Another cattle keeper, Mwine Calleb criticized the effectiveness of the available vaccines on the Ugandan market and pointed out their failure to work as the reason to why the disease has persisted.

FMD hit the same district especially in the areas that are predominantly occupied by cattle keepers early this year. Other than Masindi, FMD also affected other cattle keeping districts of Nakaseke, Hoima, Kiboga and Kyankwanzi.

However, the disease was managed through imposing quarantines that limited the trade and movement of animals.

The most affected areas of Masindi include Kijunjubwa, Kaikuku, Rukongyi, Ntooma and Midumu.

The Chairperson LC 3 of Kimengo Sub-County, Robert Musasizi expressed his commitment to fight the disease in partnership with the central government.

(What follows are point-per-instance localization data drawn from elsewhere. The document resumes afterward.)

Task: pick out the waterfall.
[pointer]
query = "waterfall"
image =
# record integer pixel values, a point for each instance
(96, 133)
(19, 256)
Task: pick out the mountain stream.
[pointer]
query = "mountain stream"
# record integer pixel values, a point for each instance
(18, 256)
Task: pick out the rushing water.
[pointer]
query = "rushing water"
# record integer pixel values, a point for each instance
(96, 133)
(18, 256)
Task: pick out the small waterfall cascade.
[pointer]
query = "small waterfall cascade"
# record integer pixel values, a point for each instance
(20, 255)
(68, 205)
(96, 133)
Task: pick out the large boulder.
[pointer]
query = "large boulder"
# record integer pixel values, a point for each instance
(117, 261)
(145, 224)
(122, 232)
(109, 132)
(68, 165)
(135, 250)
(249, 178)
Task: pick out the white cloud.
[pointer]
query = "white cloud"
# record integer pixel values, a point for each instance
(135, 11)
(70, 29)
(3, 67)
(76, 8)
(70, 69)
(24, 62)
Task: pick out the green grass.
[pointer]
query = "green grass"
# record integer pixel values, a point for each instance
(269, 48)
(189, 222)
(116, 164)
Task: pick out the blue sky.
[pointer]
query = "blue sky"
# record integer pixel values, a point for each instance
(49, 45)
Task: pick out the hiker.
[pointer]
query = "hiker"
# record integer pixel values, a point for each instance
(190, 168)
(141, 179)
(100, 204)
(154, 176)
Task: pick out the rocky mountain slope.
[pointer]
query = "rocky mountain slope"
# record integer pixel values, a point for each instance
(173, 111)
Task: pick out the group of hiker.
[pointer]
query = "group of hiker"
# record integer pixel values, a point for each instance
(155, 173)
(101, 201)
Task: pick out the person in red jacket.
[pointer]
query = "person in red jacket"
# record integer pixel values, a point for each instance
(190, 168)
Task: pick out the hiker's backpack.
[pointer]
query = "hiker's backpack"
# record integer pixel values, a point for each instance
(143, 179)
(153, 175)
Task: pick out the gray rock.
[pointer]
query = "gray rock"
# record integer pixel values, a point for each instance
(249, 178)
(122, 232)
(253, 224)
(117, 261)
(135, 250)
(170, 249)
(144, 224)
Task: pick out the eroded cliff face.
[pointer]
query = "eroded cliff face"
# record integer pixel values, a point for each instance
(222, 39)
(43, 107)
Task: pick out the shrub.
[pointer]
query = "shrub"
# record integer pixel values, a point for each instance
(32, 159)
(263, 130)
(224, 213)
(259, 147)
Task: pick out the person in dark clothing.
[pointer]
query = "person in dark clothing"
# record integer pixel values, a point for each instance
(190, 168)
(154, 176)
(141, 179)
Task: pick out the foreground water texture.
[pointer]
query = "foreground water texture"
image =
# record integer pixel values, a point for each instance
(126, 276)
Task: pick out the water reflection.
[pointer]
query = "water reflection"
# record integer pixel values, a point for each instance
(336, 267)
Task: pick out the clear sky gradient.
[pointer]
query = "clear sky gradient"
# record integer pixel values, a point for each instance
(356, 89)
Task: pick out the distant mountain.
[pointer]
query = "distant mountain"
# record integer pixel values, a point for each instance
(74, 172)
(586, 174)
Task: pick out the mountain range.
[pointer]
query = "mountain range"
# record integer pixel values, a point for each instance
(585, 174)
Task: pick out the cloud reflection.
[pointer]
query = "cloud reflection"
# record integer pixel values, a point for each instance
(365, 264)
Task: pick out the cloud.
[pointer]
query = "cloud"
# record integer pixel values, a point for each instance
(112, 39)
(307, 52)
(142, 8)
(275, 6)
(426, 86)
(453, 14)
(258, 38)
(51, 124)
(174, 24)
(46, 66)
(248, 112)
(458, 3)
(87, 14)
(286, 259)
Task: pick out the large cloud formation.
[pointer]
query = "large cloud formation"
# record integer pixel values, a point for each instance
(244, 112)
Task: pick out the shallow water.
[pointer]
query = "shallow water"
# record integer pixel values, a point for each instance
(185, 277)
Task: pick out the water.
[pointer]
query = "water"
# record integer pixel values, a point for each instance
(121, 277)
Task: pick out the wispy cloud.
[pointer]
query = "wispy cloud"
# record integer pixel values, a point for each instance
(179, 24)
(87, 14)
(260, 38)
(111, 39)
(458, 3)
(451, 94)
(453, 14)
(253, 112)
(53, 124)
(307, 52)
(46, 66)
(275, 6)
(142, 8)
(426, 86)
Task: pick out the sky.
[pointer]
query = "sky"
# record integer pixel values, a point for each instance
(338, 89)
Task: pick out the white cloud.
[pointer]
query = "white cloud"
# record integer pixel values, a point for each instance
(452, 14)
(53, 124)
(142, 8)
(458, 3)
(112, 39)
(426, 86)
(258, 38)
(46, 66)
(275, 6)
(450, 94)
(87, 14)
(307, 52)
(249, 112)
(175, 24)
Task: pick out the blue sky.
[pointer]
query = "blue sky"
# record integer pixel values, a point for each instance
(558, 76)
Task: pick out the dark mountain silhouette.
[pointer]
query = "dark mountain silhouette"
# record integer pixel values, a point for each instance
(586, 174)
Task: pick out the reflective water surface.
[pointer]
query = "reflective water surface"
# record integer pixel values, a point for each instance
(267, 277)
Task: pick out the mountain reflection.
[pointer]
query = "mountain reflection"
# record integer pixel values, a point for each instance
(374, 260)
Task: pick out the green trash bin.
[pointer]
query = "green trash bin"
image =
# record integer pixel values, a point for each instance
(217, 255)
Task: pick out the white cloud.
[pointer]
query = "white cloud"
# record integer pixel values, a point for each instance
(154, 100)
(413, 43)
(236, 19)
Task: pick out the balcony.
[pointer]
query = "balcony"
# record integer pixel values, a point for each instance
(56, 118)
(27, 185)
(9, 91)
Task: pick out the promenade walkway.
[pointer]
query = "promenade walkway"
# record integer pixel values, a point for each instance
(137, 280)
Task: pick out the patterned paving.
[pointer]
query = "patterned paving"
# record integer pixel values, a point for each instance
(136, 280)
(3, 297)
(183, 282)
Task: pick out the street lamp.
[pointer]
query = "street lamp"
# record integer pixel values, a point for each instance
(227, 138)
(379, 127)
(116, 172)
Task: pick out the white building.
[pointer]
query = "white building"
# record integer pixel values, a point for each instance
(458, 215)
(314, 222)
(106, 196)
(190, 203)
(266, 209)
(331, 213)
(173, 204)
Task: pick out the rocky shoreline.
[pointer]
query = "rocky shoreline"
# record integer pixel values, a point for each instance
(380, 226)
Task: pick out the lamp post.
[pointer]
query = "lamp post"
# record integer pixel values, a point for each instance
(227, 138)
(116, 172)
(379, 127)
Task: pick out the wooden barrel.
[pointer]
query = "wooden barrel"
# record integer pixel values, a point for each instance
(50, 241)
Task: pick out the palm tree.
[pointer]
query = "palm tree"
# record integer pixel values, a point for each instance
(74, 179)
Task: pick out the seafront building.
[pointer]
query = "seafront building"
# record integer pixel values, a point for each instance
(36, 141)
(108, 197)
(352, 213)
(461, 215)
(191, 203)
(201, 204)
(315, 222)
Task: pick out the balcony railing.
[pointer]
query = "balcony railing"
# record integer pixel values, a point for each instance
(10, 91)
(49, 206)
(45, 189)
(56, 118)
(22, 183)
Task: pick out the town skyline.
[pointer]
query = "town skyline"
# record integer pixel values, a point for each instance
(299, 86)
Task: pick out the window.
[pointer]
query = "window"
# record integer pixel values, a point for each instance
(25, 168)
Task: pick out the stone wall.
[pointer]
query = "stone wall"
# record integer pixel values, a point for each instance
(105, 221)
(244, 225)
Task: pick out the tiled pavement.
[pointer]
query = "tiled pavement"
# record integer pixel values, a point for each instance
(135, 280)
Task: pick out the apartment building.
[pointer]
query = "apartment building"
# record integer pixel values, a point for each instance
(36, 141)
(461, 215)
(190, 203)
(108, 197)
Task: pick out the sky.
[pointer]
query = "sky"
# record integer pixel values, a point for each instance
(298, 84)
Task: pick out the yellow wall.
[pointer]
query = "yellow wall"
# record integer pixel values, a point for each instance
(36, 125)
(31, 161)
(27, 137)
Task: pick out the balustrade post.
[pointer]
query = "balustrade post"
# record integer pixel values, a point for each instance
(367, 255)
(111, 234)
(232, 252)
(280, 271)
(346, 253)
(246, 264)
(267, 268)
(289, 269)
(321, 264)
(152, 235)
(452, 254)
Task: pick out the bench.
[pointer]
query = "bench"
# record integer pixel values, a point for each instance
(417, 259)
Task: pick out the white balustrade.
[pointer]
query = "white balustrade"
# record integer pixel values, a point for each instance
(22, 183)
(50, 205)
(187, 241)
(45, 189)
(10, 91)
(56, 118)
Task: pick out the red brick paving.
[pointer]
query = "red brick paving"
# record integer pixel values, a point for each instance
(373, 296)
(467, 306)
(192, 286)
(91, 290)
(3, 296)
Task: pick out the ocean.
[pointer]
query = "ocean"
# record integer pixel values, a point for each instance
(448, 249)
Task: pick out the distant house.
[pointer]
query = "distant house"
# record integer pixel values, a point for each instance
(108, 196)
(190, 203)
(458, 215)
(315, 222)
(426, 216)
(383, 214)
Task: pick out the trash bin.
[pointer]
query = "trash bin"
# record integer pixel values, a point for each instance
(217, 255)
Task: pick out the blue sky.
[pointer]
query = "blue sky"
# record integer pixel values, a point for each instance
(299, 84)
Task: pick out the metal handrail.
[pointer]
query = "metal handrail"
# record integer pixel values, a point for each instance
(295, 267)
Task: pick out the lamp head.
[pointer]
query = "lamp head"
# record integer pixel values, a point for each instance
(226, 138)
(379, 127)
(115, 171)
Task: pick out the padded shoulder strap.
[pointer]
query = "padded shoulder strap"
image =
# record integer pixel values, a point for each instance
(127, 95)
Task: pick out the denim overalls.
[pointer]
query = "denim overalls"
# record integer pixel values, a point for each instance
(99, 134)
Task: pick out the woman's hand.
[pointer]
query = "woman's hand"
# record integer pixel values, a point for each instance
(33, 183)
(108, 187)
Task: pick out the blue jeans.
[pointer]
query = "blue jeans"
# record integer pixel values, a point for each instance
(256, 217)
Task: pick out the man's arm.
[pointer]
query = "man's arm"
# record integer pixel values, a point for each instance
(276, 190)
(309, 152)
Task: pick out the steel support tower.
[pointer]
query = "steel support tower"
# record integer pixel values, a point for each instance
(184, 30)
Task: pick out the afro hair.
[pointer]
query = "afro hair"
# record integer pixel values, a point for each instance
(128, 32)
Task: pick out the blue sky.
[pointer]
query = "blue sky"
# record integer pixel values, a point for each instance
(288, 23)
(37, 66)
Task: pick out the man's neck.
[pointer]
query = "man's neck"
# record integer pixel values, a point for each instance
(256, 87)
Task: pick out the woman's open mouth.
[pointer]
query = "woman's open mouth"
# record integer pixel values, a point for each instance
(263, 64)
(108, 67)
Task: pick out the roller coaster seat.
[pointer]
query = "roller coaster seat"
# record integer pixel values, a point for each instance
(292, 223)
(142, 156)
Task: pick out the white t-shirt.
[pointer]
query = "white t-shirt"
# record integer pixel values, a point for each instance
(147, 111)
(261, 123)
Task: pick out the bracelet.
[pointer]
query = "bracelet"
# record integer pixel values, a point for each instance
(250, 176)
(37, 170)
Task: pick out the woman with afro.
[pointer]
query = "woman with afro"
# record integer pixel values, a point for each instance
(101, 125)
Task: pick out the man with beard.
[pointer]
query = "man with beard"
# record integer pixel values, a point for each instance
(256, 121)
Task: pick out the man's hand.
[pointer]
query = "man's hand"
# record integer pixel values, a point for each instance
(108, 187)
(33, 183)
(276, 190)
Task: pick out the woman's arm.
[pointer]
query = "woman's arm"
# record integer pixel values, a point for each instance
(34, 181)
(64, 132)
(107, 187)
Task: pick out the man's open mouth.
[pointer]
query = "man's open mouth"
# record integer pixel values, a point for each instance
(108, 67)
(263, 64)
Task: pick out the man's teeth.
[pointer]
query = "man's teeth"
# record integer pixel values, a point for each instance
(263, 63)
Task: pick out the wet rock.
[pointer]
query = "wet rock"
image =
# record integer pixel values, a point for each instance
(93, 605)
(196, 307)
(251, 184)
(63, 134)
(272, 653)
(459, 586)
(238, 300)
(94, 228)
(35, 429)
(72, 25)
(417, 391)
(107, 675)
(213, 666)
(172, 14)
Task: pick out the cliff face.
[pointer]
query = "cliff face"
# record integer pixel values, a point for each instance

“We made outcries asking for government’s intervention to help curb Foot and Mouth disease. We have also resorted to establishing a farmers’ force in an attempt to manage the drastic spread of the viral disease,” said Musasizi.

However, our attempts to talk to the District Veterinary Officer (DVO) were futile as he did not pick our calls.

The presence of infectious diseases such as FMD, limits Uganda’s ability to access major export markets and her performance in the global export trade in livestock and livestock products.